Jharcraft, which is doing well, now gets a chance to do good.
Jamshedpur’s School of Hope, managed by the Jamshedpur Society for the Welfare of Mentally Challenged Children, has asked the state’s handicraft and handloom corporation to give livelihood training and opportunities to its 163 differently-abled students.
A three-member team of the school on Monday approached East Singhbhum deputy commissioner Himani Pande with a proposal for Jharcraft to start a production unit on the School of Hope premises.
“Jharcraft is one of the successful state departments. We feel our students can also learn and undertake projects. All we want is to make youngsters self-reliant,” said Jamshedpur Society for the Welfare of Mentally Challenged Children member Rajnish Kumar.
Jharcraft, which is conquering the world with its weaves and craftsmanship, can actually make a world of difference for this school tucked away in Northern Town.
A weaver under Jharcraft earns between Rs 1,800 and Rs 4,000 a month. Organic silks apart, there are other handicraft items that artisans make.

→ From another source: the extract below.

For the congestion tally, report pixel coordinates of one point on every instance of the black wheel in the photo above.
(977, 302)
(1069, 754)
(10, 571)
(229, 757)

Jharcraft helps more than two lakh weavers and artisans through production units and NGOs to earn a decent livelihood, which encouraged School of Hope to push its case.

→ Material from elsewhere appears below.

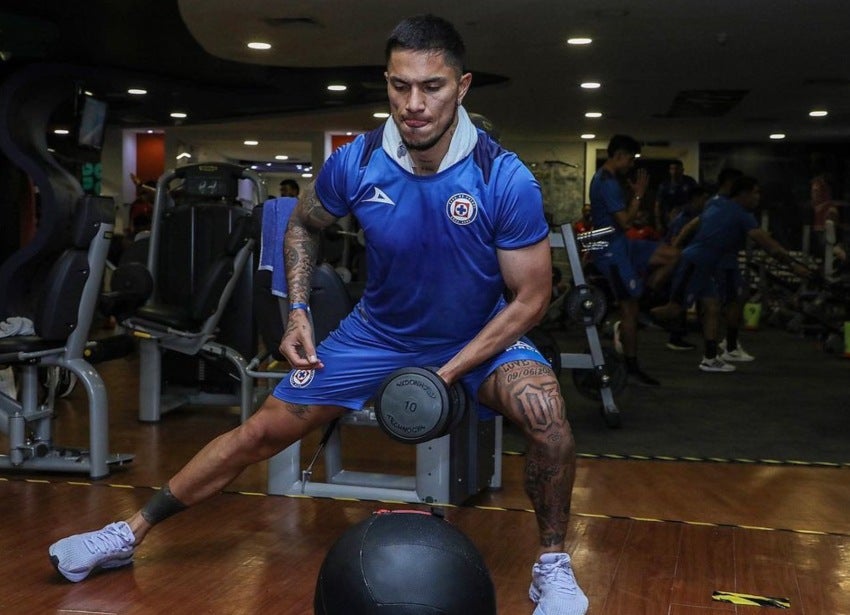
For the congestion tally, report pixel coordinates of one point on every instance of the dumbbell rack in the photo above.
(594, 359)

So far, the special cradle engages its teenagers in making candles and rakhis, but they are seasonal products. It also has a handloom unit that produces dusters, napkins and handkerchiefs, but authorities admit that they are difficult to market.
In collaboration with Jharcraft, the school can work out schemes for yearlong employment for students suffering from autism, cerebral palsy or multiple disability.
Jharcraft managing director Dhirendra Kumar said he was positive about the project.
“We are open to anything philanthropic. If the school is keen, we will see what we can do to make special students self-reliant. We can train persons of 18 years and above. Though training modalities have to be worked out as the learners have special needs, there is a solution to every problem.”